Biographies of Orwell
Orwell's will requested that no biography of him be written, and his wife Sonia Brownell repelled every attempt by those who tried to persuade her to let them write about him. Various recollections and interpretations were published in the 1950s and 1960s but Sonia saw the 1968 Collected Works as the record of his life. She did appoint Malcolm Muggeridge as official biographer, but later biographers have seen this as deliberate spoiling as Muggeridge eventually gave up the work. In 1973 American authors Stansky and Williams produced an unauthorised account of his early years which lacked any contribution by Sonia Brownell.

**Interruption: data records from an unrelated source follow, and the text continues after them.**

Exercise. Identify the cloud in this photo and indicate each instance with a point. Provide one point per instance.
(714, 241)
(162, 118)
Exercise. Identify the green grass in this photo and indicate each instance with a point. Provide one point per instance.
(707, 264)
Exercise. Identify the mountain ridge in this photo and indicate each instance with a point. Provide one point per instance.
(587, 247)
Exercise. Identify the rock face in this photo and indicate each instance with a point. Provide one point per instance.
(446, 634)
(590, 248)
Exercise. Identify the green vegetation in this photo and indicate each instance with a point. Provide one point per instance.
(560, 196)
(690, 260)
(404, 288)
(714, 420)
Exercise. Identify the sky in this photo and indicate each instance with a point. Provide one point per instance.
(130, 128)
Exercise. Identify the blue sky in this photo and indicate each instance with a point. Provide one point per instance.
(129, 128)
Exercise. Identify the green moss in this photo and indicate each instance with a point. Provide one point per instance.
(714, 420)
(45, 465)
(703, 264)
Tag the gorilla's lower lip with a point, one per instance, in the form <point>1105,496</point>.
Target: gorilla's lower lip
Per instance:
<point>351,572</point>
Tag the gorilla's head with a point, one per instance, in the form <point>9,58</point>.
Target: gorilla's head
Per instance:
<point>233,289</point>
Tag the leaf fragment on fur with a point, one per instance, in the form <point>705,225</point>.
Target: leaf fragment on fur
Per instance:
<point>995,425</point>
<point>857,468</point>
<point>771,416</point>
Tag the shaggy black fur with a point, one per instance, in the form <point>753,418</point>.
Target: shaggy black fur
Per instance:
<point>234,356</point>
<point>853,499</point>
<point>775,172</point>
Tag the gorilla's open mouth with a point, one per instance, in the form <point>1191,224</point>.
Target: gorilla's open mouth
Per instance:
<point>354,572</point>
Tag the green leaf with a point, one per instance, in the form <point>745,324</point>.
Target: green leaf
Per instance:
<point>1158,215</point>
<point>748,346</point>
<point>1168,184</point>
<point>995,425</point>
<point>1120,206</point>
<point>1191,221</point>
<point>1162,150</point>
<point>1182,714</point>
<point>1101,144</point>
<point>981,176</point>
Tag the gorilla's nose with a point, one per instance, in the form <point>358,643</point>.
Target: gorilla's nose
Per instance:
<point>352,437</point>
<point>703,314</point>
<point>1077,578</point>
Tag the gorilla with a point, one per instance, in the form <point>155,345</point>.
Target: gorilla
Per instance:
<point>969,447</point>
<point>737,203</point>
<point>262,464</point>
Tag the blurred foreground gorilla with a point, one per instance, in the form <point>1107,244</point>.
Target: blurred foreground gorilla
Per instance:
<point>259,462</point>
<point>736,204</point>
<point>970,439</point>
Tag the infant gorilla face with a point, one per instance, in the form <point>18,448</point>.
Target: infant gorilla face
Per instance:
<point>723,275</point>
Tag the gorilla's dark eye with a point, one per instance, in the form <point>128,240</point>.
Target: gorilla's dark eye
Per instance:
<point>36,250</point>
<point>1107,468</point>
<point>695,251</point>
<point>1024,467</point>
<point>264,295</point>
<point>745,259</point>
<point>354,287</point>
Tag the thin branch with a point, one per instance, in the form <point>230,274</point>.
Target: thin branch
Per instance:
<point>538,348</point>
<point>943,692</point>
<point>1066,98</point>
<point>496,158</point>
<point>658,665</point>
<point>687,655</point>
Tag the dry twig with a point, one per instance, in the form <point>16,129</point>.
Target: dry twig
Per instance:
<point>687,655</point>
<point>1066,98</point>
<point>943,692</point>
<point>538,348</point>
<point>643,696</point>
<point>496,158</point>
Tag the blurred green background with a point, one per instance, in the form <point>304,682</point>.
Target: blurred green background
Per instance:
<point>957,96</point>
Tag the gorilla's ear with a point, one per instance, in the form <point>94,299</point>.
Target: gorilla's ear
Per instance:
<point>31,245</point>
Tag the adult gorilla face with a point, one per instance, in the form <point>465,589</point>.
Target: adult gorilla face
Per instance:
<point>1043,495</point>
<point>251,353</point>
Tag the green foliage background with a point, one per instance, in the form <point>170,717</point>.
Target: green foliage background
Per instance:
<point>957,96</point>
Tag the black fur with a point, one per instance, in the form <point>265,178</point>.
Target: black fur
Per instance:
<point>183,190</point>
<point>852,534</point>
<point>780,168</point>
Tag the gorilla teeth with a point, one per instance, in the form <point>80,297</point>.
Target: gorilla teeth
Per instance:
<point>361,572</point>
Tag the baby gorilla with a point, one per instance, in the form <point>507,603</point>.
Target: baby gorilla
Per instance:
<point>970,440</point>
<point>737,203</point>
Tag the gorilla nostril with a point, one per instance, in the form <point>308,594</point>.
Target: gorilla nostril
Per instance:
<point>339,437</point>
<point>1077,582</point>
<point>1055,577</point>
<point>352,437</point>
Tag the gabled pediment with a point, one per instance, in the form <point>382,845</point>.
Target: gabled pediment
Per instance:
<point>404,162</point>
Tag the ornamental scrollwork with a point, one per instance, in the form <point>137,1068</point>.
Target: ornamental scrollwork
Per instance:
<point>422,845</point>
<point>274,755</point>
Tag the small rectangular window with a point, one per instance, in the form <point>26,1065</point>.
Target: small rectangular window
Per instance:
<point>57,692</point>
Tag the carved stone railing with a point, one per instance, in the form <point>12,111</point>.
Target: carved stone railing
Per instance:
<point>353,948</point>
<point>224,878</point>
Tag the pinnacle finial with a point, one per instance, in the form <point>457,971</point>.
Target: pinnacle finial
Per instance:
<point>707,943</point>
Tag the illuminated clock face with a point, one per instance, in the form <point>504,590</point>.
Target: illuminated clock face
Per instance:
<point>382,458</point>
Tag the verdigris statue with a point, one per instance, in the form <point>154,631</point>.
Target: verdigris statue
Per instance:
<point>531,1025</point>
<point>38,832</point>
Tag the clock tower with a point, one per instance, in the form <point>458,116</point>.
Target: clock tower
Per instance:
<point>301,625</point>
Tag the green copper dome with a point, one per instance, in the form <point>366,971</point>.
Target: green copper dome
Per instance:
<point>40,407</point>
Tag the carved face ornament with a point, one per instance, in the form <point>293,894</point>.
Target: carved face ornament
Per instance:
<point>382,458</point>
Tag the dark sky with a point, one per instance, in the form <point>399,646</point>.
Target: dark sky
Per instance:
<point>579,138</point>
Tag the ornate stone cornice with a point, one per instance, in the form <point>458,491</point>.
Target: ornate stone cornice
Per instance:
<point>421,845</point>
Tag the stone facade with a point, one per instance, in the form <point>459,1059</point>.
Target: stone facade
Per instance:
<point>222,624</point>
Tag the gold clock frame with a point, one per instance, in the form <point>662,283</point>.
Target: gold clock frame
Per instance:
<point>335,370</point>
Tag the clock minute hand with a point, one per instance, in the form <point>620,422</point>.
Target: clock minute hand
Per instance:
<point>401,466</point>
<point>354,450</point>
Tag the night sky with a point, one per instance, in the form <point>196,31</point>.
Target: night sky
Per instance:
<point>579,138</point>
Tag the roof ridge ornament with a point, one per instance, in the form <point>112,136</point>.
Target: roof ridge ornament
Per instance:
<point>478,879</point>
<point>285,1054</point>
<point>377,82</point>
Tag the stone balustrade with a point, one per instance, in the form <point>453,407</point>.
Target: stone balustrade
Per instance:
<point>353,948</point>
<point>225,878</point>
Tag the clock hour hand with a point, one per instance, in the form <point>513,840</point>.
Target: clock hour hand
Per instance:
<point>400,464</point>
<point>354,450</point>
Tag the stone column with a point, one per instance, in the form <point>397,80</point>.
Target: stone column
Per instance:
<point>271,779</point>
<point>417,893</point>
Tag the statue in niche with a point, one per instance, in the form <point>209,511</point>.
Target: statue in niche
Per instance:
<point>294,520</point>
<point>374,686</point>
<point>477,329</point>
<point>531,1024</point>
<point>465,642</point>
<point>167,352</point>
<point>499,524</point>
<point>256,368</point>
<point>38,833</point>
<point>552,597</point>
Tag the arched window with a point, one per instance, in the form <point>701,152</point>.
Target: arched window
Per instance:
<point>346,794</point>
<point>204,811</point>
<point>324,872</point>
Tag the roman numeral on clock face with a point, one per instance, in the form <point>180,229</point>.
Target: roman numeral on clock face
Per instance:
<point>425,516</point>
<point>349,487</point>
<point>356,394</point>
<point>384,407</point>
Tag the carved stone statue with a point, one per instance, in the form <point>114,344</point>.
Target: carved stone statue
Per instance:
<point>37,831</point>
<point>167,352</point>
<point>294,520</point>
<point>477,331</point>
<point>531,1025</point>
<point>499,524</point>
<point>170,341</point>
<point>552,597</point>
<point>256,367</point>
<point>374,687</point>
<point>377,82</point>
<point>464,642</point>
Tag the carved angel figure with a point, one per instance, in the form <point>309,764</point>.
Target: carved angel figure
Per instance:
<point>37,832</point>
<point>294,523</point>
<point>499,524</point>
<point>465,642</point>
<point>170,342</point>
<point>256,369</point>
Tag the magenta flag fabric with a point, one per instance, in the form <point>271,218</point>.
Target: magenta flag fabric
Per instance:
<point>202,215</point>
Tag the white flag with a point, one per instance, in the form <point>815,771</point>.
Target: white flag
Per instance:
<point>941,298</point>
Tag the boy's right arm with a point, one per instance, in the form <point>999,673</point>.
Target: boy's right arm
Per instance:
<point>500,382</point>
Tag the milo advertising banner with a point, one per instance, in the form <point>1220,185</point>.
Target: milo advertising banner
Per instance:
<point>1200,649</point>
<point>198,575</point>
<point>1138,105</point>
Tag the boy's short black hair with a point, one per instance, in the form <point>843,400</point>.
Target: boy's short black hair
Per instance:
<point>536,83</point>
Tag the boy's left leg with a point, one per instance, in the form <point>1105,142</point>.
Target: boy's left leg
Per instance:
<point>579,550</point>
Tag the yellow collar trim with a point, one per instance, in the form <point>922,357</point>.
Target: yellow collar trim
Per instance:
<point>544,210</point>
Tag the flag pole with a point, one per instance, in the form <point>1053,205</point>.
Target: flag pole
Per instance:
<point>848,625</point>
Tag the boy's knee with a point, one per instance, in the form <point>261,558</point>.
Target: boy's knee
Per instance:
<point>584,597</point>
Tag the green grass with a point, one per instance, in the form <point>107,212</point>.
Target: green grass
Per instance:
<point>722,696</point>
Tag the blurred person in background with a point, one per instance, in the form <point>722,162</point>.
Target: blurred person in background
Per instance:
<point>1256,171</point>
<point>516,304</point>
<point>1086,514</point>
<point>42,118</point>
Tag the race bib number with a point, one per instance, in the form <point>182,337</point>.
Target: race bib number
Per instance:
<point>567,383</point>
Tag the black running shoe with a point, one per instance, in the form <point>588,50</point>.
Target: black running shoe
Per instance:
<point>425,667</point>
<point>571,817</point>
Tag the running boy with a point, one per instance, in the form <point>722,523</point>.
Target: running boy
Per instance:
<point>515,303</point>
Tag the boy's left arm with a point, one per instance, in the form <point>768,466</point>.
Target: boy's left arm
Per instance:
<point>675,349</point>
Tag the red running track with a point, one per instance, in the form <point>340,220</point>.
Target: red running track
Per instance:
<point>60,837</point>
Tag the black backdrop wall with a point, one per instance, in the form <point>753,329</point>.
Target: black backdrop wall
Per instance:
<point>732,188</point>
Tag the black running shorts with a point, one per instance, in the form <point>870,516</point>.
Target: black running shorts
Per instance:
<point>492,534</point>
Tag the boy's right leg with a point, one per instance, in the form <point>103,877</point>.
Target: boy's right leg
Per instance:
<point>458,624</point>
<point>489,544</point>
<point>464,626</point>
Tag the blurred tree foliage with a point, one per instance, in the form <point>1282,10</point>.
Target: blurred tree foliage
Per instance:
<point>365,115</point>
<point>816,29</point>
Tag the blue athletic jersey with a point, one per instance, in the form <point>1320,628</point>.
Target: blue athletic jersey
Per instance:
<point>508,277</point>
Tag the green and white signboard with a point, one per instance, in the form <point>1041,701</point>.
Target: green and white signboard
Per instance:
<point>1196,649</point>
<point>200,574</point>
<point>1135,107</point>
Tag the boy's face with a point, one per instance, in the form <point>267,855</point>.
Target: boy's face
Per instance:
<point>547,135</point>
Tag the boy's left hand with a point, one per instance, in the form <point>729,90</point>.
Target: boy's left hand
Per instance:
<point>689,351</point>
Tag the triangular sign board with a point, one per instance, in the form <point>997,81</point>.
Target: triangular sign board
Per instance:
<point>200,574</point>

She commissioned Bernard Crick, a left-wing professor of politics at the University of London, to complete a biography and asked Orwell's friends to co-operate. Crick collated a considerable amount of material in his work, which was published in 1980, but his questioning of the factual accuracy of Orwell's first-person writings led to conflict with Brownell. She tried to suppress the book. Crick concentrated on the facts of Orwell's life rather than his character, and presented primarily a political perspective on Orwell's life and work.
After Sonia Brownell's death, other works on Orwell were published in the 1980s, with 1984 being a particularly fruitful year for Orwelliana. These included collections of reminiscences by Coppard and Crick and Stephen Wadhams.
In 1991 Michael Shelden, an American professor of literature, published a biography. More concerned with the literary nature of Orwell’s work, he sought explanations for Orwell's character and treated his first-person writings as autobiographical. Shelden introduced new information that sought to build on Crick's work. Shelden speculated that Orwell possessed an obsessive belief in his failure and inadequacy.
Peter Davison's publication of the Complete Works of George Orwell, completed in 2000, put most of the Orwell Archive in the public domain. Jeffrey Meyers, a prolific American biographer, was first to take advantage of this and published a book in 2001 that investigated the darker side of Orwell and questioned his saintly image. Why Orwell Matters was published by Christopher Hitchens in 2002.
In 2003, the centenary of Orwell's birth resulted in biographies by Gordon Bowker and D. J. Taylor, both academics and writers in the United Kingdom. Taylor notes the stage management which surrounds much of Orwell's behaviour, and Bowker highlights the essential sense of decency which he considers to have been Orwell's main motivation.